Corrosion engineering towards efficient oxygen evolution electrodes with stable catalytic activity for over 6000 hours

• Published in: Nature communications Vol. 9; no. 1; pp. 2609 - 10
• Main Authors: Liu, Yipu, Liang, Xiao, Gu, Lin, Zhang, Yu, Li, Guo-Dong, Zou, Xiaoxin, Chen, Jie-Sheng
• Format: Journal Article
• Language: English
• Published: London Nature Publishing Group UK 04.07.2018; Nature Publishing Group; Nature Portfolio
• Subjects: 140/146; 147/135; 147/143; 639/301/299/886; 639/638/263/915; 639/638/549/884; 639/925/357; Ambient temperature; Catalysis; Catalysts; Catalytic activity; Cations; Corrosion; Divalent cations; Electrodes; Energy efficiency; Engineering; Evolution; Humanities and Social Sciences; Hydroxides; Iridium; Iron; Iron and steel making; multidisciplinary; Nickel; Oxygen; Oxygen evolution reactions; Science; Science (multidisciplinary); Substrates
• ISSN: 2041-1723; 2041-1723
• DOI: 10.1038/s41467-018-05019-5

Although a number of nonprecious materials can exhibit catalytic activity approaching (sometimes even outperforming) that of iridium oxide catalysts for the oxygen evolution reaction, their catalytic lifetimes rarely exceed more than several hundred hours under operating conditions.
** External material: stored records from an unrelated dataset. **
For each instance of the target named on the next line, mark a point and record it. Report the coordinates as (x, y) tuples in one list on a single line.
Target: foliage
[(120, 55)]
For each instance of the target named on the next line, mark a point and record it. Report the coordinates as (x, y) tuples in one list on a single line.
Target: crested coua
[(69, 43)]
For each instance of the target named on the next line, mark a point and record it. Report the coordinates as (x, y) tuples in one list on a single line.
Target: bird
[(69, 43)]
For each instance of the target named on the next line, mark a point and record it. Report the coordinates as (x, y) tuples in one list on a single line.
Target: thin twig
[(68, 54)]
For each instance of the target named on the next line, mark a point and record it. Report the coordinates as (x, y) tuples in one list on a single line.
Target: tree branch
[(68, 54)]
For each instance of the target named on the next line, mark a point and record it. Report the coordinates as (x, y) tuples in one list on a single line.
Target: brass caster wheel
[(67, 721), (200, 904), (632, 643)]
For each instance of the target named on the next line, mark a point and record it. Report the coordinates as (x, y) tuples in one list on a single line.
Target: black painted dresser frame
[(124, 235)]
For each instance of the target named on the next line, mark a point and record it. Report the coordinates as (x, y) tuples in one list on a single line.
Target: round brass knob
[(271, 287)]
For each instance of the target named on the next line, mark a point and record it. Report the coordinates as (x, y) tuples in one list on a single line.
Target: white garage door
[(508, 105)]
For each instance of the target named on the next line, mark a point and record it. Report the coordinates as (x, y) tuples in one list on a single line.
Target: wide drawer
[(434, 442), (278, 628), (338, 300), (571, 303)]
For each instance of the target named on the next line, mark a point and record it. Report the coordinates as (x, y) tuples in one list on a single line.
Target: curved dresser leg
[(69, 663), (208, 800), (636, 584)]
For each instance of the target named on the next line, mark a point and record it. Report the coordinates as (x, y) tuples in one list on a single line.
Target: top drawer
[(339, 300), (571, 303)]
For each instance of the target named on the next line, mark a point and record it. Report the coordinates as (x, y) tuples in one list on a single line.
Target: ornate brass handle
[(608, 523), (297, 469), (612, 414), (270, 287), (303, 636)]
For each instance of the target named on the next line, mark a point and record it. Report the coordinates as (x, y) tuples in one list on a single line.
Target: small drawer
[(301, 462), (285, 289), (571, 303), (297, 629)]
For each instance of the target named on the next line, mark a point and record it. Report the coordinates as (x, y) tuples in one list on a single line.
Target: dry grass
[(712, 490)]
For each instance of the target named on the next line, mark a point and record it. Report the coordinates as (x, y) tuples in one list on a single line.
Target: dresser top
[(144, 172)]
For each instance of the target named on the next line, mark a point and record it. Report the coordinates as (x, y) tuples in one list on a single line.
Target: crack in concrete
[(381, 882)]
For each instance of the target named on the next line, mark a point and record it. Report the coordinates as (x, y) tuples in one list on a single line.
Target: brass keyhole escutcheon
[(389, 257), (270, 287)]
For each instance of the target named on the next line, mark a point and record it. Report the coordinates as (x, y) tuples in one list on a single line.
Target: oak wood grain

Here we develop an energy-efficient, cost-effective, scaled-up corrosion engineering method for transforming inexpensive iron substrates (e.g., iron plate and iron foam) into highly active and ultrastable electrodes for oxygen evolution reaction. This synthetic method is achieved via a desired corrosion reaction of iron substrates with oxygen in aqueous solutions containing divalent cations (e.g., nickel) at ambient temperature. This process results in the growth on iron substrates of thin film nanosheet arrays that consist of iron-containing layered double hydroxides, instead of rust. This inexpensive and simple manufacturing technique affords iron-substrate-derived electrodes possessing excellent catalytic activities and activity retention for over 6000 hours at 1000 mA cm -2 current densities. Earth-abundant water splitting materials are highly desirable for renewable fuel production, but such catalysts are rarely tested for long-term use. Here, the authors prepare active water-splitting electrocatalysts via corrosion engineering that are stable for thousands of hours.